Friday, October 3, 2008

Conference Weekend

This weekend is our churches semi annual General Conference, which is broadcast all over the world. It got me thinking about an October conference nine years ago. I was in France, not even there for a month, not understanding the language very well, my trainer was from a teeny town in Utah (Beaver. seriously. Beaver.) and I was not happy. Even though I was in France. We went to Bayonne for it since our little building in Tarbes didn't have what was needed to get it. My mission, as it is for many others, was a bit of a crucible for me. To see what I was made of. Sitting there, I heard this talk. And it was like it was spoken right to me. As I am rereading it now, nine years later, I still get a bit emotional. Partly because this is still very applicable in my life. And I think it can apply to us all. No matter what our faith. Here are some bits and pieces of his talk.

On those days when we have special need of heaven's help, we would do well to remember one of the titles given to the Savior in the epistle to the Hebrews. Speaking of Jesus' "more excellent ministry" and why He is "the mediator of a better covenant" filled with "better promises," this author--presumably the Apostle Paul--tells us that through His mediation and Atonement, Christ became "an high priest of good things to come."1

Every one of us has times when we need to know things will get better. Moroni spoke of it in the Book of Mormon as "hope for a better world."2 For emotional health and spiritual stamina, everyone needs to be able to look forward to some respite, to something pleasant and renewing and hopeful, whether that blessing be near at hand or still some distance ahead. It is enough just to know we can get there, that however measured or far away, there is the promise of "good things to come."

Even if you cannot always see that silver lining on your clouds, God can, for He is the very source of the light you seek. He does love you, and He knows your fears. He hears your prayers. He is your Heavenly Father, and surely He matches with His own the tears His children shed.
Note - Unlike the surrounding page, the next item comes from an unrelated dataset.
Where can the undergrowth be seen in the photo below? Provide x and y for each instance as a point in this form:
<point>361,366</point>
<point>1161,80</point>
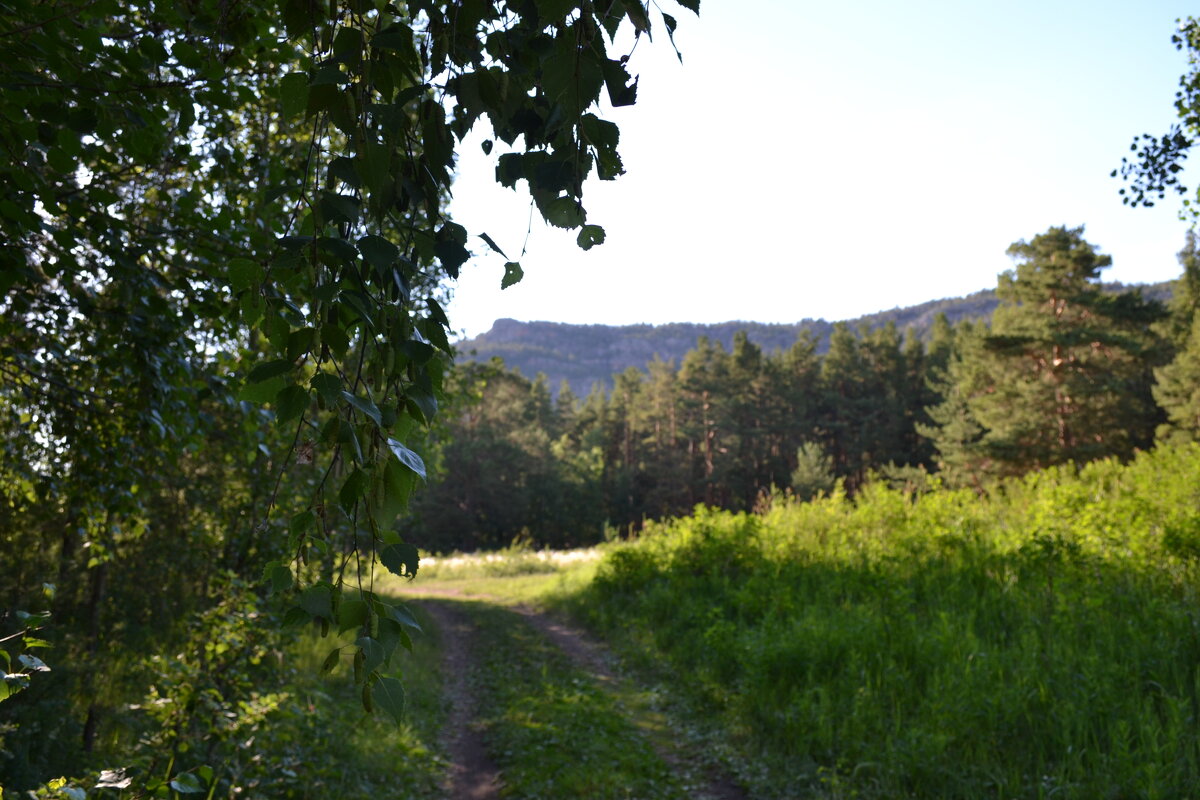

I can't copy and paste the whole thing here, but this is the basic part of his talk, saying that there is hope, that He can see the silver lining even when we cannot. But I highly suggest you go here and read the whole thing. I love his personal story at the end. I wish you could hear him give this talk in person.

At that particular point, it gave me the motivation that I needed. That I could speak French. That the rain wouldn't kill me. That I could get along with this small town girl (cause I'm a city girl). That I wouldn't lose my mind and that I would survive. And now, it gives me hope that if I keep trying to do things in the Lords way, the things that I'm dealing with will get better. Who knows when, but it will. And it will for you, too.

4 comments:

J.Ammon said...

Why didn't we go to Pau for it? Didn't they have satelite? Anyways... "You Are in (North Carolina) now."

TJ said...

i was in pau the next year and we went to bayonne again. guess pau wasn't big enough to get it.

Piouette said...

love GC every 6 months.loved it, loved it, loved it during my mission in Ut. And for that matter I've always hoped my kids and Don would one day feel the same way I do or at least respect my feelings of awe and need for rejuvenation about it. Well a miracle sortta happened this time:
A friend had sent me this primary packet to help kids follow along and be occupied. Well for the 1st time they were all (mostly) quiet for all 4 sessions. I can't believe how good it was not to be the referee or be mad at them because I could not feast on the prophets' words. And because they had to look for things that were said, they actually paid attention and helped each other. Home was a little piece of heaven for a few hours this past weekend and the Spirit was hovering. Truly a miracle. Maybe they'll start enjoying those long TV weekends...

Christy said...

Elder Holland is my FAVORITE. Thanks for sharing!